Although stabilized hemoglobins have been evaluated as oxygen-carrying replacements for red cells in transfusions, in vivo evaluations have noted that these materials are associated with vasoactivity, a serious complication. Scavenging of endogenous nitric oxide by the deoxyheme sites of the stabilized proteins is one likely source of vasoactivity. Recent reports indicate that modification of cell-free hemoglobin derivatives with multiple chains of polyethylene glycol (PEG) suppresses vasoactivity. Gladwin and co-workers observed that the nitrite reductase activity of hemoglobin serves as a major endogenous source of nitric oxide.
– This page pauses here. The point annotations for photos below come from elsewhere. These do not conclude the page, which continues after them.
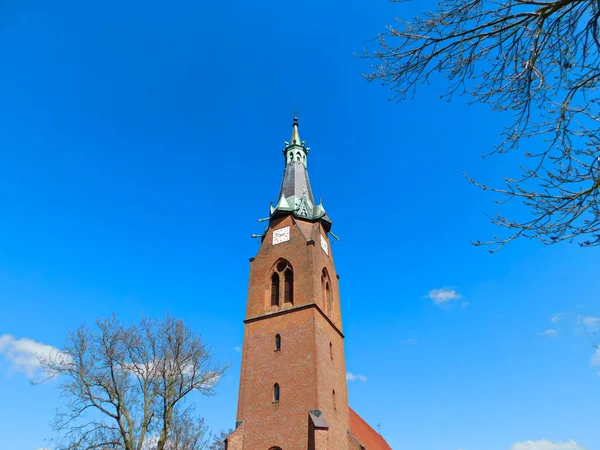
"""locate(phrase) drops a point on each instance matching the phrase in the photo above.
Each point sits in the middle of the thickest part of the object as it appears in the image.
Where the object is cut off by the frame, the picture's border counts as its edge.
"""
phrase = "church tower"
(293, 392)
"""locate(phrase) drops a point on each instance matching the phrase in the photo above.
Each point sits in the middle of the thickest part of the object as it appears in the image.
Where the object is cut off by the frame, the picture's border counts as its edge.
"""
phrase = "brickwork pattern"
(303, 368)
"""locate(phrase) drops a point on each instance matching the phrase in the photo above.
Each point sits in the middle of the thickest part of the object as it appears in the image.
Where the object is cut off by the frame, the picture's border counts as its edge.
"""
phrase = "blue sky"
(139, 143)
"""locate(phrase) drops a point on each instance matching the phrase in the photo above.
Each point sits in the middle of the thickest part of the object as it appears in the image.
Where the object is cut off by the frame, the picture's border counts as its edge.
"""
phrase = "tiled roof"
(367, 436)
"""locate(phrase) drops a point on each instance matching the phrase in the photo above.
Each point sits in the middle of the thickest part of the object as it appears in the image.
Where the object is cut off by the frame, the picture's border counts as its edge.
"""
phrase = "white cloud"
(556, 317)
(443, 295)
(547, 445)
(551, 332)
(351, 377)
(23, 354)
(595, 359)
(591, 322)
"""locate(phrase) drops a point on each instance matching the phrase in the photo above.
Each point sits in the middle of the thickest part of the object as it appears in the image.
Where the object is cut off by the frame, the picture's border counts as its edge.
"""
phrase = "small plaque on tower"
(281, 235)
(324, 245)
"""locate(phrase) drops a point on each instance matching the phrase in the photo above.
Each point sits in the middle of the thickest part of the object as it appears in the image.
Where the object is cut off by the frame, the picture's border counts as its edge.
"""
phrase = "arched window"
(275, 289)
(281, 289)
(277, 342)
(329, 298)
(288, 284)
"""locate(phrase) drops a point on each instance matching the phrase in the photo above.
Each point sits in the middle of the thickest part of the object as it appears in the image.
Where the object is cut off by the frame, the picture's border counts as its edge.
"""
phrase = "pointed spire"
(295, 135)
(296, 195)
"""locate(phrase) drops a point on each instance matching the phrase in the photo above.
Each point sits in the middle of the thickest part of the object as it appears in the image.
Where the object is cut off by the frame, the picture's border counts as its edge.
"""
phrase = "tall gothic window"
(277, 342)
(288, 283)
(281, 289)
(329, 298)
(275, 289)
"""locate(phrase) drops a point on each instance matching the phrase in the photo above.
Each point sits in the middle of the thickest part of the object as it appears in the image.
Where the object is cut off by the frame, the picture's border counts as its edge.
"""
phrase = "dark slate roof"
(296, 182)
(318, 419)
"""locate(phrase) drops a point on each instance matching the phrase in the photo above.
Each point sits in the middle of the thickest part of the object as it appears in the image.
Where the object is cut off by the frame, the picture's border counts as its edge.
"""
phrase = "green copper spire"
(296, 195)
(295, 150)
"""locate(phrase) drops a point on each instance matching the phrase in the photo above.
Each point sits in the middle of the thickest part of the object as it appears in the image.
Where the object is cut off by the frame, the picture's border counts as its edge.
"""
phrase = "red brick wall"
(303, 368)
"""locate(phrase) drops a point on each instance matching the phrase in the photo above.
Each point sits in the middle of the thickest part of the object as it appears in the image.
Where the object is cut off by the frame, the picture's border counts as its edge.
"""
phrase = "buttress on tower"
(293, 393)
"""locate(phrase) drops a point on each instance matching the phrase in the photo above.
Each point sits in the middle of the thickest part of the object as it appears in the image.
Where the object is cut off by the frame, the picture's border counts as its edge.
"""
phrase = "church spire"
(295, 195)
(295, 134)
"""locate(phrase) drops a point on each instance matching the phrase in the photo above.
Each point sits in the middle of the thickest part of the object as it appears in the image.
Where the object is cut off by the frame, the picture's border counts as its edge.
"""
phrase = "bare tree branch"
(536, 59)
(124, 386)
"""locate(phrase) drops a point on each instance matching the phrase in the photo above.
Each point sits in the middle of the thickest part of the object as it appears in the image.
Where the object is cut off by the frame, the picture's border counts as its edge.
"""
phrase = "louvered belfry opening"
(288, 294)
(275, 289)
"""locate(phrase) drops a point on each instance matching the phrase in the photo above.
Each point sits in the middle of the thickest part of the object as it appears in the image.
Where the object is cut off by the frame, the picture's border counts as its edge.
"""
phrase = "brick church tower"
(293, 393)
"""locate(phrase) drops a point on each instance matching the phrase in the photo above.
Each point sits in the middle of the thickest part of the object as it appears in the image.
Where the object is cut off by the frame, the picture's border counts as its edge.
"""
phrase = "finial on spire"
(295, 135)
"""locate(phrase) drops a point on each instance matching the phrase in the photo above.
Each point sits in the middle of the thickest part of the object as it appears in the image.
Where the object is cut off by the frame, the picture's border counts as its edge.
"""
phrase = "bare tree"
(125, 386)
(219, 440)
(537, 59)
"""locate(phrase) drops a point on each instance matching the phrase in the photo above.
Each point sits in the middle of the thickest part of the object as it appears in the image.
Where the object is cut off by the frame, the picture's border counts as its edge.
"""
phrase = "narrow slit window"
(288, 280)
(277, 342)
(275, 290)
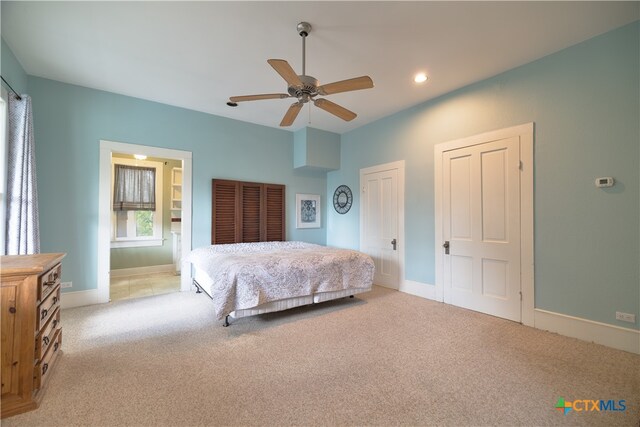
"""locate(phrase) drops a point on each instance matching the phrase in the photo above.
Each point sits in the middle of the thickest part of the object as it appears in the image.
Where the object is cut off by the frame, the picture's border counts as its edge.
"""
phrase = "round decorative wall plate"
(342, 199)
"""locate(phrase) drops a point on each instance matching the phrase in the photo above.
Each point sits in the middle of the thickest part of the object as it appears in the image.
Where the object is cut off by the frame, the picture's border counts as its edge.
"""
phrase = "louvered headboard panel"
(247, 212)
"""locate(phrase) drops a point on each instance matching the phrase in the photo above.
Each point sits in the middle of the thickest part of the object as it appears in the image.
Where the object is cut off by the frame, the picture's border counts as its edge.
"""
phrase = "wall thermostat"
(604, 182)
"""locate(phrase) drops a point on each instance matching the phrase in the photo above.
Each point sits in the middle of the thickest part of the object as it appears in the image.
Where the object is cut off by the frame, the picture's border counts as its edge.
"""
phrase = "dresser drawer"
(43, 367)
(47, 308)
(48, 282)
(46, 337)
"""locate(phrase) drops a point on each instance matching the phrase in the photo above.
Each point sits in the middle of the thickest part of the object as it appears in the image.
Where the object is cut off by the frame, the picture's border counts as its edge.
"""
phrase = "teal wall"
(584, 101)
(151, 255)
(11, 69)
(69, 122)
(316, 149)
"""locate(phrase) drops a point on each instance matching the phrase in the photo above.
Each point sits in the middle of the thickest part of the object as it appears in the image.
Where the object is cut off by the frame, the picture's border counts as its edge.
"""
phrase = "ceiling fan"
(305, 88)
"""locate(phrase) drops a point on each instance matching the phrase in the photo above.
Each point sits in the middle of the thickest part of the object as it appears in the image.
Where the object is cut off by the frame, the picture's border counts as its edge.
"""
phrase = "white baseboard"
(139, 271)
(419, 289)
(587, 330)
(79, 298)
(600, 333)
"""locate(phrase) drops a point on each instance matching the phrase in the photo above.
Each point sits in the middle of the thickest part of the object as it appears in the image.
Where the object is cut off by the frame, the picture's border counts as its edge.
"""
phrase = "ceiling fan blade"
(291, 114)
(335, 109)
(357, 83)
(258, 97)
(284, 69)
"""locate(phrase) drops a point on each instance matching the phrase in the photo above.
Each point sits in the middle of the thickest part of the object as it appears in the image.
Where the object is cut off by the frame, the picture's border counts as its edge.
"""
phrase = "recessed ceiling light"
(420, 77)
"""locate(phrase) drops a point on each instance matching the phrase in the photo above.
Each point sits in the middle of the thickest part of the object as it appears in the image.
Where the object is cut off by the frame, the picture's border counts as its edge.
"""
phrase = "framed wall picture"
(308, 211)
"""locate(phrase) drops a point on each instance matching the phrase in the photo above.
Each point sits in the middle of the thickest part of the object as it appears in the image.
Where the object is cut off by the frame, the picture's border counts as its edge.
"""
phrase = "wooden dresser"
(31, 331)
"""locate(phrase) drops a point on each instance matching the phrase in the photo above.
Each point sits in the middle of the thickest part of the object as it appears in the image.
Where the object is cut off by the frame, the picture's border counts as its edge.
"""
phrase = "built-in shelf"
(176, 192)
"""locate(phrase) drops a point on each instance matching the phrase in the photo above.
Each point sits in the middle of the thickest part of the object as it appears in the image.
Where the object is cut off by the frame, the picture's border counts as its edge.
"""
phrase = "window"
(136, 194)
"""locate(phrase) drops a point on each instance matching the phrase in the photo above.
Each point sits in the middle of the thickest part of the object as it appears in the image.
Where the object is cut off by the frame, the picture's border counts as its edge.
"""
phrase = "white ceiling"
(197, 54)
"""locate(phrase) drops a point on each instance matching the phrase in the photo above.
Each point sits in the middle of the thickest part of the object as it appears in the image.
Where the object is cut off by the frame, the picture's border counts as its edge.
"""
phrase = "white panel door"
(481, 219)
(380, 205)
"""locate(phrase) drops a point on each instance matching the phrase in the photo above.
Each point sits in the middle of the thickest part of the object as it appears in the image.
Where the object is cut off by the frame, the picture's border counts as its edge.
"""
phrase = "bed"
(246, 279)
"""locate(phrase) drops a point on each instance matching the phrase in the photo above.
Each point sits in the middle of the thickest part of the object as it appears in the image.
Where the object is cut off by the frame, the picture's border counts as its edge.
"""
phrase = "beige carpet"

If PEG conjugation leads to enhanced nitrite reductase activity, this could compensate for scavenged endogenous nitric oxide. To test this possibility, the rates of conversion of nitrite ion to nitric oxide by altered hemoglobins with and without PEG were measured at 25 degrees C. Fumaryl (alpha 99-alpha 99) crosslinked hemoglobin reacts with nitrite with a bimolecular rate constant of 0.52 M-1 s(-1), which is comparable to that associated with native hemoglobin (0.25 M-1 s(-1)). Addition of PEG chains to the cross-linked hemoglobin at beta-Cys93 (alpha alpha-Hb-PEG5K(2)) results in a material that produces nitric oxide much more rapidly (k = 1.41 M-1 s(-1)). R-State-stabilized hemoglobins with multiple PEG chains (Hb-PEG5K(2) and Hb-PEG5K(6)) react 10 times faster with nitrite to produce nitric oxide than does native hemoglobin (k = 2.5 and 2.4 M-1 s(-1), respectively). These results, showing enhanced production of nitric oxide resulting from an increased proportion of the protein residing in the R-state, are consistent with the decrease in vasoactivity associated with PEG conjugation.